A file can pass quickcheck and still be malformed in ways that crash GATK three hours into HaplotypeCaller. Conversely, a QC-poor BAM can be structurally valid.

File Integrity

# Fast: header + EOF block check (misses mid-file truncation, invalid CIGAR)
samtools quickcheck -v in.bam || echo "QUICKCHECK FAILED"
samtools quickcheck -v *.bam > bad_bams.fofn   # one fail-line per bad file

# Slow but thorough: structural validation
picard ValidateSamFile I=in.bam MODE=SUMMARY R=ref.fa

# Production: ignore expected-but-noisy
picard ValidateSamFile I=in.bam MODE=SUMMARY R=ref.fa \
    IGNORE=INVALID_MAPPING_QUALITY \
    IGNORE=MISMATCH_FLAG_MATE_NEG_STRAND

CI-safe one-liner:

test -s in.bam \
  && samtools quickcheck -v in.bam \
  && [ $(samtools view -c -F 2304 in.bam) -gt 1000 ] \
  || { echo "BAM failed integrity"; exit 1; }

Sequence Dictionary Cross-Validation (M5)

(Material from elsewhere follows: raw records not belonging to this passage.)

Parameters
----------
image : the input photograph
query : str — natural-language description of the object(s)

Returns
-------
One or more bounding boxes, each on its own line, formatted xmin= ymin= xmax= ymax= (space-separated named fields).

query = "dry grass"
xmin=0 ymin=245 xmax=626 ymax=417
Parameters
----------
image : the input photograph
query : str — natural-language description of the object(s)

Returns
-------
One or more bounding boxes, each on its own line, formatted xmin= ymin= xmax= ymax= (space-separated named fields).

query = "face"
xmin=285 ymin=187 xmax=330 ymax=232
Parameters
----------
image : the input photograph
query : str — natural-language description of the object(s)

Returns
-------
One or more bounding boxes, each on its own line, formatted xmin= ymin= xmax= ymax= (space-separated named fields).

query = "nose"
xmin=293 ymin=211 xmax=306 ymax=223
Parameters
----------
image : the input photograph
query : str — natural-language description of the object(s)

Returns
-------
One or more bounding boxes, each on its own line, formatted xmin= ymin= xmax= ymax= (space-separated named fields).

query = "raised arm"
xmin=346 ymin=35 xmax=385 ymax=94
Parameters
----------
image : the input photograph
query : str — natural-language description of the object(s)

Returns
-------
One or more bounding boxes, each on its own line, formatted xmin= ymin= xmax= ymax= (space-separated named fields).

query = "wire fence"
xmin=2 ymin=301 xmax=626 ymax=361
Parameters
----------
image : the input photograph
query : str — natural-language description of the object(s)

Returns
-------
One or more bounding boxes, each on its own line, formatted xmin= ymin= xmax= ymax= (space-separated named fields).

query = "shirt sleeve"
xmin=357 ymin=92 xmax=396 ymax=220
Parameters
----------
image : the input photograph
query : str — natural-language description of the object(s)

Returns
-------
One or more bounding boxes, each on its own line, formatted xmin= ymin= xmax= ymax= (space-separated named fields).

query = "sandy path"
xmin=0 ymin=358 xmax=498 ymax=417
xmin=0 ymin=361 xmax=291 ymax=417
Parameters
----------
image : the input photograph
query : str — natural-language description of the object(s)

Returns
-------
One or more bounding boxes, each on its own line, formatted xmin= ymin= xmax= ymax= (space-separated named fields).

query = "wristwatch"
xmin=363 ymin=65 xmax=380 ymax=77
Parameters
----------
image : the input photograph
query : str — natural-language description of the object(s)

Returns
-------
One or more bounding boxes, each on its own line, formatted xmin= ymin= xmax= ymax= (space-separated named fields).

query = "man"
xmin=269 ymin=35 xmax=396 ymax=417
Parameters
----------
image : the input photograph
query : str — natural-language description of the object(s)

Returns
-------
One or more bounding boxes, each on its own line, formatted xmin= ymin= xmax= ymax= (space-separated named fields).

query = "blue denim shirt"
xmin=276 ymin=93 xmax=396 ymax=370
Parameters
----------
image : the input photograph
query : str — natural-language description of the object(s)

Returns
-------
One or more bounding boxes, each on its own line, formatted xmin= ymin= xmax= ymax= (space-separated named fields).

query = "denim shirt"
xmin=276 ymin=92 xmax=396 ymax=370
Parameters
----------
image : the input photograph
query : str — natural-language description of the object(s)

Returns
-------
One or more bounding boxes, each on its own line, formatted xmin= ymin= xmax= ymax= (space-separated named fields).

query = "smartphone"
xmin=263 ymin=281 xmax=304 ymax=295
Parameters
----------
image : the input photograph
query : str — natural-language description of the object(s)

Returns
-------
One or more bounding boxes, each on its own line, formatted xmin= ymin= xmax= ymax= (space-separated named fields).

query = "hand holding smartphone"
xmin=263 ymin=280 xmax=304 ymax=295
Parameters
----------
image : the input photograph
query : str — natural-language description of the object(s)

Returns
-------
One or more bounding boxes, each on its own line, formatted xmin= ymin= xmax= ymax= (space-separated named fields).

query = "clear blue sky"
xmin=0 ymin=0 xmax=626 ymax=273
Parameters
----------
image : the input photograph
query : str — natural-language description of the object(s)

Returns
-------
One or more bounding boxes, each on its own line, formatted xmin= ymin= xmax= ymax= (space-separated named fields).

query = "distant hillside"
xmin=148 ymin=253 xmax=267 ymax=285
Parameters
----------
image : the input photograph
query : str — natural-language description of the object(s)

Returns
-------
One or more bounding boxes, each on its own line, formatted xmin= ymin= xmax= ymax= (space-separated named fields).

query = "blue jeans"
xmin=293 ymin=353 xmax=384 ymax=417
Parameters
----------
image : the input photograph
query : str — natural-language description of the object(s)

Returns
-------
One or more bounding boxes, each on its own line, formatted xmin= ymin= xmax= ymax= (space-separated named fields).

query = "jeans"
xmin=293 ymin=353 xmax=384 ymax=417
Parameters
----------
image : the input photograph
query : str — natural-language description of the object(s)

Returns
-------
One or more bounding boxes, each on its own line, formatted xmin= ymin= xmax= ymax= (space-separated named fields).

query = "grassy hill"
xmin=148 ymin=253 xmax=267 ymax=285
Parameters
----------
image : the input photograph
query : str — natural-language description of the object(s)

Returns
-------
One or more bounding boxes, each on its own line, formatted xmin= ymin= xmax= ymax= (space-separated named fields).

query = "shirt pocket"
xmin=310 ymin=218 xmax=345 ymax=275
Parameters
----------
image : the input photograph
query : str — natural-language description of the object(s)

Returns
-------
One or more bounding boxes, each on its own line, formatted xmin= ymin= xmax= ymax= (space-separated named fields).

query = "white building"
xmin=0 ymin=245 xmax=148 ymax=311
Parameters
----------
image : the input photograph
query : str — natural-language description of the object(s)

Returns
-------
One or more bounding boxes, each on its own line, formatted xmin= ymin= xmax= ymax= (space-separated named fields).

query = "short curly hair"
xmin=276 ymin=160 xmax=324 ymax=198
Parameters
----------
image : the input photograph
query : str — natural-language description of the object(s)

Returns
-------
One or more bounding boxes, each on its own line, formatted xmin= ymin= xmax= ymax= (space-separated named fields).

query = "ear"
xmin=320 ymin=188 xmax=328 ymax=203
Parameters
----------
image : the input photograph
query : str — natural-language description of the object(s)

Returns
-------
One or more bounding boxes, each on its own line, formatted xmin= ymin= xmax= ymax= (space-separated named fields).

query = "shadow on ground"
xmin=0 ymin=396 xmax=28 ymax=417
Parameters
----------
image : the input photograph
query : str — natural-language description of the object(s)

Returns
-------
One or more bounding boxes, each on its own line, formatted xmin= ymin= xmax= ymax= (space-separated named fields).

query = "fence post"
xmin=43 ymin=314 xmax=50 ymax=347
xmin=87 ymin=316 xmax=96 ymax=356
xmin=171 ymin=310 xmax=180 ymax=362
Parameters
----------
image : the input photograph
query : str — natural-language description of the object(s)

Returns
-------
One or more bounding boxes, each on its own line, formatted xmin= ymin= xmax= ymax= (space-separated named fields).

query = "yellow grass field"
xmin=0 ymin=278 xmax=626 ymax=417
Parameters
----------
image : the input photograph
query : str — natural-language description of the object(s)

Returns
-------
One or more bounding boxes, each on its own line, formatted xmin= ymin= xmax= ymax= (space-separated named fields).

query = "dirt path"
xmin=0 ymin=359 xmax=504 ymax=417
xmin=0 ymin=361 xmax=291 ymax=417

# Compare per-contig MD5 between BAM and reference
diff \
    <(samtools view -H in.bam | grep '^@SQ' | tr '\t' '\n' | grep '^M5:' | sort) \
    <(samtools dict ref.fa | grep '^@SQ' | tr '\t' '\n' | grep '^M5:' | sort)

If M5s differ, the BAM was aligned to a different sequence than the current reference (even if contig names match). Concrete failure modes: GRCh38 vs GRCh38.p13 vs GRCh38_no_alt (alt contigs differ); UCSC chr1 vs Ensembl 1 (names differ, M5s match -- pure renaming); soft-masked vs unmasked (M5 matches -- case is normalized to uppercase before hashing, so lowercase soft-masking is invisible to M5). Note hard-masking is different: it replaces bases with N, changing the sequence, so its M5 does NOT match the unmasked reference. The M5 tag is the only definitive identity check.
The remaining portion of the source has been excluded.